Apart from that, I'd do go for 30 Boyz and 3 Killa Kanz with Grotzookas. Gives you some close combat punch, and a horde aspect, and Grotzookas are always fun. Alternatively, you could go for a Zzap Gun Battery for the extra range, but I wouldn't bother.

Midnight


----------



## kain1989 (Dec 1, 2009)

for necrons I would just go with couple of mobs of shoota boys, and a mek with kustom force field. You'll get 2 highly durable versatile units. 

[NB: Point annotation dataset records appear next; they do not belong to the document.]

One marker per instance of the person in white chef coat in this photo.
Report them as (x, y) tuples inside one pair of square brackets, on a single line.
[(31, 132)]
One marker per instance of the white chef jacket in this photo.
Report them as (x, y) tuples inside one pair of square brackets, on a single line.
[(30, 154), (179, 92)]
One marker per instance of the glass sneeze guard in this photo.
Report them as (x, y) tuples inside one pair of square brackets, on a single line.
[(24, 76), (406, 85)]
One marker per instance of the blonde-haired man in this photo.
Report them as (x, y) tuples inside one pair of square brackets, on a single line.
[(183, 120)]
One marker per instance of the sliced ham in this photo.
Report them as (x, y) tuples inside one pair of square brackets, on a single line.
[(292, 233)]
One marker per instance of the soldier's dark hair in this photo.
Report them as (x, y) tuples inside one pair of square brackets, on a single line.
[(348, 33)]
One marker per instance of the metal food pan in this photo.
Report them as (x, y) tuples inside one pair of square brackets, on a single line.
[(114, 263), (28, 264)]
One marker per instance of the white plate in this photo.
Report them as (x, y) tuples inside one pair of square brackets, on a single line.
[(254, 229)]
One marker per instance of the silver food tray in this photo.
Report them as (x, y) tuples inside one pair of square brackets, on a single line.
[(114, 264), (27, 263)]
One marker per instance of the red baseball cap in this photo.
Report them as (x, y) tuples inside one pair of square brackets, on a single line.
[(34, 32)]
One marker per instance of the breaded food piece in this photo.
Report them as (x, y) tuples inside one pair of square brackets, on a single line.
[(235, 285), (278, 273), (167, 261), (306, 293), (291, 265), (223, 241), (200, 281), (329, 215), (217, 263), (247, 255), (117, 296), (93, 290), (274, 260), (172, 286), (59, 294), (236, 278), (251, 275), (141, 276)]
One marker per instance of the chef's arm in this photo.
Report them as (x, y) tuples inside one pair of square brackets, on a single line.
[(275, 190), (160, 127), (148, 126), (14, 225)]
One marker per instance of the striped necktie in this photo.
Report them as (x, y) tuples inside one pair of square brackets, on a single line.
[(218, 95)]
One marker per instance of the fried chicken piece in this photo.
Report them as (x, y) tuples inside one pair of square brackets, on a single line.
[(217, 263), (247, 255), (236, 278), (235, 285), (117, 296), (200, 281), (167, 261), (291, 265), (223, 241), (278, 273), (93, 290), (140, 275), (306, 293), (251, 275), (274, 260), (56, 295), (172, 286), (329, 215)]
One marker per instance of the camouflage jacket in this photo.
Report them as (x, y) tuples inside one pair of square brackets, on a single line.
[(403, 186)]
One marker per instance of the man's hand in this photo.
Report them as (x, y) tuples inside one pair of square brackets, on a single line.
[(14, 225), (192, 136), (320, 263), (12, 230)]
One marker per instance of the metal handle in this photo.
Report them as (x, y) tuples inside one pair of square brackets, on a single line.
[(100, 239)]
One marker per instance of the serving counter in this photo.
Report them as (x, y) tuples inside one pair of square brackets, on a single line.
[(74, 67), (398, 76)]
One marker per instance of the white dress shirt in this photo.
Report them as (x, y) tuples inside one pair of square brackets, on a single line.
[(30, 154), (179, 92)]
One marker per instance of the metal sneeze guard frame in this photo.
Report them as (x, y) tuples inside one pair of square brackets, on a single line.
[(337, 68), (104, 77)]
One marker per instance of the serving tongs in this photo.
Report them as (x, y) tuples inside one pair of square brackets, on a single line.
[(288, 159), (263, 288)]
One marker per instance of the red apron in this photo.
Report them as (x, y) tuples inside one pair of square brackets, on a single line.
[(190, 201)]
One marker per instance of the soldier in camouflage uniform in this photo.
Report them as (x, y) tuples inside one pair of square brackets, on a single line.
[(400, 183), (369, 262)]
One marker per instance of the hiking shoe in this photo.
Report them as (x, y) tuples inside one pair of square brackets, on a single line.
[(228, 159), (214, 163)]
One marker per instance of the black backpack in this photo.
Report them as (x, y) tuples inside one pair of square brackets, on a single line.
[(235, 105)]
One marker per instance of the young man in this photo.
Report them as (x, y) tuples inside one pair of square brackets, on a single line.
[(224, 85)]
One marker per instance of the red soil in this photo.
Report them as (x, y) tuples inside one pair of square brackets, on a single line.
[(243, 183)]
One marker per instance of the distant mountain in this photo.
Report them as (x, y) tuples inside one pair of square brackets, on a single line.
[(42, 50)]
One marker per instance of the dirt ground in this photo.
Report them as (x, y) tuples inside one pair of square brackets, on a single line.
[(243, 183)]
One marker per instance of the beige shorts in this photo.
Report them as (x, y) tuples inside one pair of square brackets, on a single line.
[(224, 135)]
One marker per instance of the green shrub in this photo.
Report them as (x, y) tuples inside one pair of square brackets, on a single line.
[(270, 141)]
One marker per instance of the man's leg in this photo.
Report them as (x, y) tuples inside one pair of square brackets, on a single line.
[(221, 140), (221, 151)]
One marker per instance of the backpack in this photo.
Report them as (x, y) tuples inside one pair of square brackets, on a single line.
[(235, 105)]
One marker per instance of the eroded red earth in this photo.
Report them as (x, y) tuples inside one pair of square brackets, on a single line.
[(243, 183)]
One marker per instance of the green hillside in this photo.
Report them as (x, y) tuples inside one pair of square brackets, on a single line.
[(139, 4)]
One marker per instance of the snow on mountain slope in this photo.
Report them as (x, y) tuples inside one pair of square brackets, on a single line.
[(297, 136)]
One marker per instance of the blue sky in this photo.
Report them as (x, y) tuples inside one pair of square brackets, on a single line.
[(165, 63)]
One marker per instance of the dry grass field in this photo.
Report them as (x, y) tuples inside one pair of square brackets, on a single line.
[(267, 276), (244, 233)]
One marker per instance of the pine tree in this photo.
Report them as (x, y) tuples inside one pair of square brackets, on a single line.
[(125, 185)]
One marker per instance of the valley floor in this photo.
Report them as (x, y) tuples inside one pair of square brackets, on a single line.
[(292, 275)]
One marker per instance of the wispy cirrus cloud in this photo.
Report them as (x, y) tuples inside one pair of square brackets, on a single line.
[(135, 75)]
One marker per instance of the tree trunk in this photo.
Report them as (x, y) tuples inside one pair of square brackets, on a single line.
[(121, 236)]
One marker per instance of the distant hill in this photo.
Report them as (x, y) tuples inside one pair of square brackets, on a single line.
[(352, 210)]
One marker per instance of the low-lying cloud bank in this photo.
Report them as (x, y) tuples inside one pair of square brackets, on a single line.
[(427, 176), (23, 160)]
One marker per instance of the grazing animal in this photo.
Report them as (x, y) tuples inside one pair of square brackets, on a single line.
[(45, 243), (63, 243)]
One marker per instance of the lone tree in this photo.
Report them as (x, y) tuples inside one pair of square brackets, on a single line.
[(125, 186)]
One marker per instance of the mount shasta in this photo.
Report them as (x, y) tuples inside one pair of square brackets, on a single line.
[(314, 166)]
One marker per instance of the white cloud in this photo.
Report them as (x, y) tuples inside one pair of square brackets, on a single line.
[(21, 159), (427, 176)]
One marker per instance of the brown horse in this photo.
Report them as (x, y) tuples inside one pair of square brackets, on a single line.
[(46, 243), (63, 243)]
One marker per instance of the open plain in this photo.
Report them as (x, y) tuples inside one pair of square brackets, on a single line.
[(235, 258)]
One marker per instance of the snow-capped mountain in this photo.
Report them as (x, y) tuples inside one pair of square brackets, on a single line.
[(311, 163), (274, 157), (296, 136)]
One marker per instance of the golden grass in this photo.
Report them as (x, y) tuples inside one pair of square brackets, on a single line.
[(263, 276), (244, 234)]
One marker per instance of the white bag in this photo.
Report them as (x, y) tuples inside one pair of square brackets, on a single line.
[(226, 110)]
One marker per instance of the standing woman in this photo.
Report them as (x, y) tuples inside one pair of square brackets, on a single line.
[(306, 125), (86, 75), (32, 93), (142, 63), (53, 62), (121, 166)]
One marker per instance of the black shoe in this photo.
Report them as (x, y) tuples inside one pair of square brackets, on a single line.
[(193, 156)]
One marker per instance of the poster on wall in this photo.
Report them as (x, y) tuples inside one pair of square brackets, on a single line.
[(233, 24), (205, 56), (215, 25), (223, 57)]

If you want some "goodies" If you're army is mostly mek, a battlewagon with burnaboyz is always nice. Maybe some meganobs for some close combat punch, but personally I'd just stick with the boys. They are cheap, and fulfill a role you don't really have with necrons.


----------



## falcoso (Apr 7, 2012)

If it is a big game you could always go for gazgull (sorry about spelling) as your HQ and then use the Nobz as troops


----------



## LordStubert (Mar 21, 2011)

The only thing your necron army is lacking is big cheap troops units, so you want boyz.
If you want close combat punch there are plenty of ork units for that.
Your crons should cover the rest of your needs.


----------



## The Sturk (Feb 3, 2012)

So if I'm reading this right, 2 units of boyz and a Big Mek with the KFF seems to be popular answer. Maybe a few Kans as well.

Alright, thanks for the help guys.


----------



## The Sturk (Feb 3, 2012)

Sorry to double post, but since I bought the Black Reach set, they included a few Deff-Copters.

Are these any good to use?


----------



## TDbehr (Jul 17, 2012)

Just remember that the allied detachment has 1 from each slot. So u can't have more than one troop choice. So you can only really get a big mob of boys (pref 'ard boys) with a mek. I'm not 100% on the slots but some bikers would be good too and the kans.


----------



## returnoftheclown (Mar 14, 2012)

I believe you are allowed two troop choices, it's just that allies have a compulsory 1HQ and 1Troop choice. So you can get even more boyz for you buck! Stomp some hummies!
Never played as orks but have come up against copters, found them easy to deal with but if you ignore them they can cause major pain later on.


----------



## Hobbess (Feb 4, 2011)

A large unit of Boyz loaded up in a battlewagon, racing across the battlefield under the cover of night fighting might have some potential. So what if it moved cruising speed? Only drops their hits by half :biggrin: 

Then while your opponent is focusing their fire on that imminent threat, you move the real valuable troops into position.

As to deffkoptas, let me just say that any time an ork friend of mine brought those, I would always do my best to shoot them down fast. Some of their wargear can be nasty / fun depending on your perspective. Dropping large pie plates on units they turbo boost over. IIRC they can have the kopta blades be power weapons in CC. Plus they can outflank. Given how quickly reserves come on in 6th, in a big enough game that would almost always guarantee them something to fly over and bomb.


----------



## The Sturk (Feb 3, 2012)

I know for sure, that I'm allowed 2 troop choices. Only one is mandatory, the other is optional. I would try bikes, but I'm starting small for now. I don't even have a trukk yet =/, but all in good time.

Thanks for assistance.


----------